Why doesn’t the KJV use the word show instead of the not-sure-how-to-pronounce shew? (For the record, shew is only pronounced as "shoe" in America; the English sound is actually the same as show: sho.) Why do most Bibles say “showbread” and yours says “shewbread”? William Shakespeare used both show and shew in his plays—before the KJV was published. Both words were available, and yet, the KJV translators never used show, not once.
Perhaps you tossed and turned all night, wondering about these deep questions? (!) Well, I have an idea. Essentially the theory is that show is not as easily defined as shew, and to use it in biblical text would add ambiguity to the meaning of the text. Simply put, shew is more definite and consistent than show.
Shew is always a verb.
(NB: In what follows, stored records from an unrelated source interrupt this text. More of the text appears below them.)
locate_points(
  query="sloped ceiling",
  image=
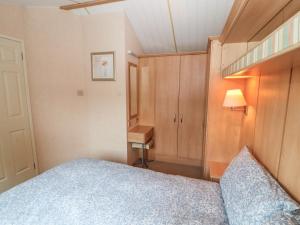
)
(161, 25)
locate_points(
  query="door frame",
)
(27, 99)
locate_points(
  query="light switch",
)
(80, 93)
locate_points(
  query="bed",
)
(90, 192)
(94, 192)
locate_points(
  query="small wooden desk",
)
(141, 136)
(216, 170)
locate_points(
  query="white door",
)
(16, 147)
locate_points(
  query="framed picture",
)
(103, 66)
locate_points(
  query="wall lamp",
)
(234, 99)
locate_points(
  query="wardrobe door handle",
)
(175, 118)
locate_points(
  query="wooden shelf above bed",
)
(280, 49)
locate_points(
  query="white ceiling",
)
(193, 20)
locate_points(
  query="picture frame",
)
(103, 66)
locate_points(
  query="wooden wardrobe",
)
(172, 99)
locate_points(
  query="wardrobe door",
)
(166, 108)
(192, 107)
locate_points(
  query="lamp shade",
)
(234, 98)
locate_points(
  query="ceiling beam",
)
(236, 11)
(87, 4)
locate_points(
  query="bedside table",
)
(216, 170)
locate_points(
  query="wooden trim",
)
(172, 25)
(87, 4)
(129, 94)
(236, 11)
(172, 54)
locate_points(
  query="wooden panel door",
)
(166, 108)
(192, 106)
(16, 148)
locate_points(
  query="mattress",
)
(93, 192)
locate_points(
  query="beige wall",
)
(58, 46)
(11, 21)
(55, 70)
(106, 99)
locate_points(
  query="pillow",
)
(250, 194)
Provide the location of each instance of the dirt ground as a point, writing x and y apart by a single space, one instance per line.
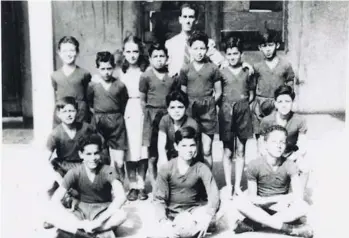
24 178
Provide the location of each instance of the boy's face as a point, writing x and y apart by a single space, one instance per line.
233 55
106 70
158 59
67 53
91 156
276 143
131 52
283 104
186 149
269 49
67 114
187 19
198 50
176 110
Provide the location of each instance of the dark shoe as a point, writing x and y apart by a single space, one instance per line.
302 231
142 195
242 226
82 234
48 225
64 234
132 195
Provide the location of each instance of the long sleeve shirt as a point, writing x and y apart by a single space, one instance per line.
175 192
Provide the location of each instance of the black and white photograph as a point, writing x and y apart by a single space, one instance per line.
174 119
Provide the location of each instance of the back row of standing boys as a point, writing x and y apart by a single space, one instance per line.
138 113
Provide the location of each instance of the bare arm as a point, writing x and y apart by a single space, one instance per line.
217 91
162 140
143 101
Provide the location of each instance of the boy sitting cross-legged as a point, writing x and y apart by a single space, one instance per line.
101 196
268 201
177 103
180 209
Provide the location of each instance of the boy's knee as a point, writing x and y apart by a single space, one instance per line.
153 161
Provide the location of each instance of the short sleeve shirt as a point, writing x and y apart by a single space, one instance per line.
268 80
269 182
108 101
200 83
98 191
167 126
155 89
296 125
67 148
74 85
236 87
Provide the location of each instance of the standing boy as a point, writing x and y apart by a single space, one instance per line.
201 80
269 201
177 102
101 196
71 80
295 125
107 99
63 140
154 85
179 209
177 46
270 73
235 118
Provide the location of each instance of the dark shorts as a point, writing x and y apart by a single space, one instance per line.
82 115
203 110
152 118
261 107
112 127
62 166
235 119
90 211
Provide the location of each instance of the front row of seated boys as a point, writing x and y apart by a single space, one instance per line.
185 196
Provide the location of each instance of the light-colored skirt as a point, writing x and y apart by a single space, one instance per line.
134 127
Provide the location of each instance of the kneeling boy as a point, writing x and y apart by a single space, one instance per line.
101 195
268 201
180 210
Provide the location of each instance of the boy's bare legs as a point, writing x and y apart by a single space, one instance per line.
114 221
285 213
227 167
63 219
153 170
207 149
290 212
142 172
117 161
239 164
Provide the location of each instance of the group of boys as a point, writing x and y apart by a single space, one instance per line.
179 107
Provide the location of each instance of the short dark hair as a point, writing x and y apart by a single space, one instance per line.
105 57
69 39
157 46
90 139
198 36
232 42
186 132
142 59
61 103
191 6
177 95
268 36
272 128
284 90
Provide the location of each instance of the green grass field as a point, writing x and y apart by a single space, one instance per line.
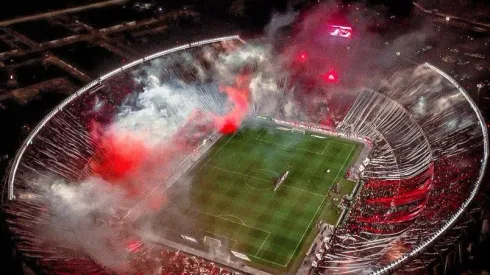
232 197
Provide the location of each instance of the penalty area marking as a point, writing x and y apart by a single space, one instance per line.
284 148
227 215
210 158
231 247
245 176
264 231
322 137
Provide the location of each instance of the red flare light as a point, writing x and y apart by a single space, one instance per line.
303 56
330 76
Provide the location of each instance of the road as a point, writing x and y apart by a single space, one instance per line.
61 12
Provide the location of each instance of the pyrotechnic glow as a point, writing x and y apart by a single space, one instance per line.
121 155
303 56
330 76
238 96
342 31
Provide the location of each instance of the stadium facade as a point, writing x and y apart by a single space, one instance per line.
429 152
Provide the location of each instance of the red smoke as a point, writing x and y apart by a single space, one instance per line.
238 96
119 157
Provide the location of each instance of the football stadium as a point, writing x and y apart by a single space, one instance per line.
209 158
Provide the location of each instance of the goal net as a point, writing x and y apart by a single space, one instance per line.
213 242
280 180
298 130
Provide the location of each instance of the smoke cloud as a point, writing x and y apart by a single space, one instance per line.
198 94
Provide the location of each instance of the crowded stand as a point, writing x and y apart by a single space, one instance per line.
401 208
425 159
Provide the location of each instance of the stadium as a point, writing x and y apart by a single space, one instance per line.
207 158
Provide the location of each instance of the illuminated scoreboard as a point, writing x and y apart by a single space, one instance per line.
342 31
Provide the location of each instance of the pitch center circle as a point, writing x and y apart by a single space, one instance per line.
261 179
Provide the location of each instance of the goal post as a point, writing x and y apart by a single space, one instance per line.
213 242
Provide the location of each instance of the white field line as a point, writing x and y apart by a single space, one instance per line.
316 213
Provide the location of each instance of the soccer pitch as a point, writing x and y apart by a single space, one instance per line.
232 195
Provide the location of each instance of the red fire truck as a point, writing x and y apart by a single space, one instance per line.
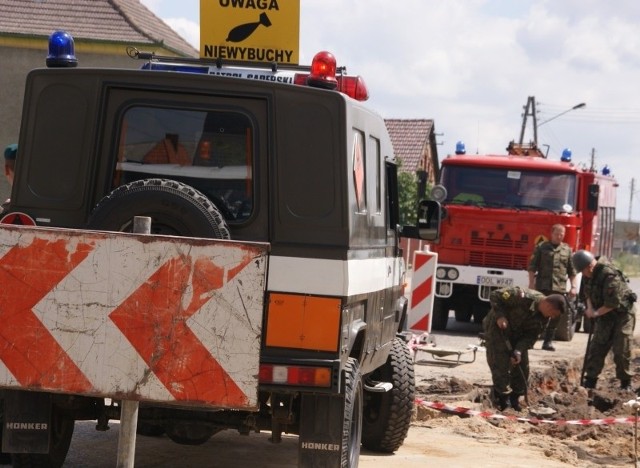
497 208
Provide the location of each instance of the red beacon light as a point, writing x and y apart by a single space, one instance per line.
323 71
323 75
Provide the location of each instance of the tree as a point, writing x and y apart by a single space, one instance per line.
408 198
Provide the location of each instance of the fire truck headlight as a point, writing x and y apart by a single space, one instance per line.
452 274
61 50
439 193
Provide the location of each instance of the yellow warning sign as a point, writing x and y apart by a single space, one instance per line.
253 30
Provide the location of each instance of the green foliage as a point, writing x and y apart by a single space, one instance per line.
628 263
408 198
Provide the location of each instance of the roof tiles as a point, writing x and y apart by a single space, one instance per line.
125 21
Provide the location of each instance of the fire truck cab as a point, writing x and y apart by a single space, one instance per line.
497 208
247 153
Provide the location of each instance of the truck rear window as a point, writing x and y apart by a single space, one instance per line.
211 150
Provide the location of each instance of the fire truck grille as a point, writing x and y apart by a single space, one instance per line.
498 260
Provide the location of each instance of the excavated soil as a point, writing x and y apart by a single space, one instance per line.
553 394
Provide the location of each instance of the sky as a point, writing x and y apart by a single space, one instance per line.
471 65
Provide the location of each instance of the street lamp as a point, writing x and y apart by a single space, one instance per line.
577 106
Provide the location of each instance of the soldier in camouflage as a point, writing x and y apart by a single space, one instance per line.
511 328
610 301
549 269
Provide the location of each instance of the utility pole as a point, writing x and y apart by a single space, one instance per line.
529 110
633 183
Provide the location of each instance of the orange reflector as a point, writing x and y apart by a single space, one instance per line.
295 375
303 322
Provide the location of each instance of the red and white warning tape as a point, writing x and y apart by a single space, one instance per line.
461 410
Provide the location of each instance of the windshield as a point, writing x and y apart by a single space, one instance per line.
522 189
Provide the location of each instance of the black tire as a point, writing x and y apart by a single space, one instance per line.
61 434
175 209
190 433
440 314
149 429
352 423
387 416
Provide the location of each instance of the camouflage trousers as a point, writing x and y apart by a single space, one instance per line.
611 332
506 377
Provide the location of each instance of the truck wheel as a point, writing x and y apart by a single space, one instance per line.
175 208
352 424
387 416
440 314
61 434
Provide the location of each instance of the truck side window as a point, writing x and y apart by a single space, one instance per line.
210 150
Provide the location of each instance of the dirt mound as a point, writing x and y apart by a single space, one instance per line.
554 394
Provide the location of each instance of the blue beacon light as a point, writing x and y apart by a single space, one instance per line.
61 50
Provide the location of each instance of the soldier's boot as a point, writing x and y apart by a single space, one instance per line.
625 385
549 334
503 402
514 400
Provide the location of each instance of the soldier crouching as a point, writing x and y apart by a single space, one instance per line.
511 328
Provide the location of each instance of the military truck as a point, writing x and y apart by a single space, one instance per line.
238 165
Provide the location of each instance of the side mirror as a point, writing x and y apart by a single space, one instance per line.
428 228
592 197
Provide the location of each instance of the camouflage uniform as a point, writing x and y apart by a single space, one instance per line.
613 330
520 307
553 267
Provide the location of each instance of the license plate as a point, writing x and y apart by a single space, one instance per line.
494 281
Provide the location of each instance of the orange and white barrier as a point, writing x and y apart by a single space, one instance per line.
422 291
131 317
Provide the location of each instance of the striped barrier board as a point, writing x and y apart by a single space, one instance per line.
126 316
422 291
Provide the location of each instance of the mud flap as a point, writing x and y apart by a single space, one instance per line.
26 424
321 420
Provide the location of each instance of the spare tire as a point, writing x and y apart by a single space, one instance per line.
175 209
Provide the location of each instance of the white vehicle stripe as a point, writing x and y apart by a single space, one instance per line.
333 277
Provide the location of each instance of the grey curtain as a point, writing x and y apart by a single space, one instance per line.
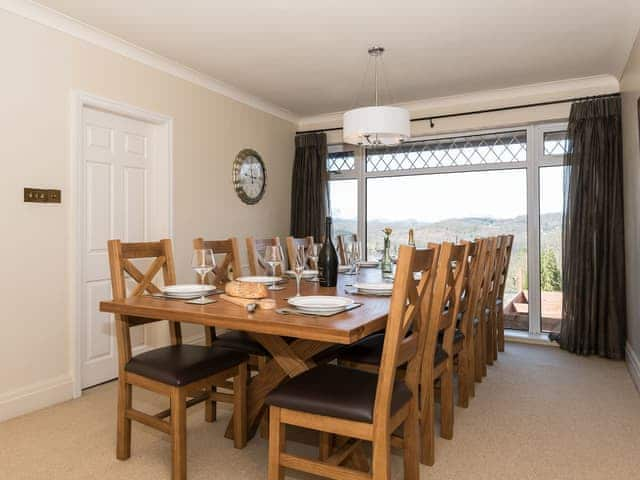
593 286
309 186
To reveal something, to make something plain, open, clear. The shewbread (converted to a noun) was on top of the table, before the Lord, alway (Ex. 25:30). It was never bagged or tucked away. When the psalmist declared “I shewed before him my trouble” (Ps. 142:2) he was simply stating that he made his complaints open before the Lord. He revealed his trouble.
Show, as a verb, also means to reveal something, to make something obvious. But, unlike shew, the word show has many other definitions. As a noun, we hear “The show must go on” and “We have a great show tonight….” Entertainment. And more, if someone is a show-off or something is showy, we understand it’s about gaining attention, flashy. A show-boat’s actions cry out “hey, look at me.”
Now consider replacing shewbread with showbread… do you see 12 loaves, openly viewed and presented to the Lord, or do you see 12 loaves flashing with neon lights… “Look at me…”? In Micah 6:8, is God saying he has clearly revealed to us what is good, or is God saying He put on a captivating entertainment program for our good? I think shew is good choice.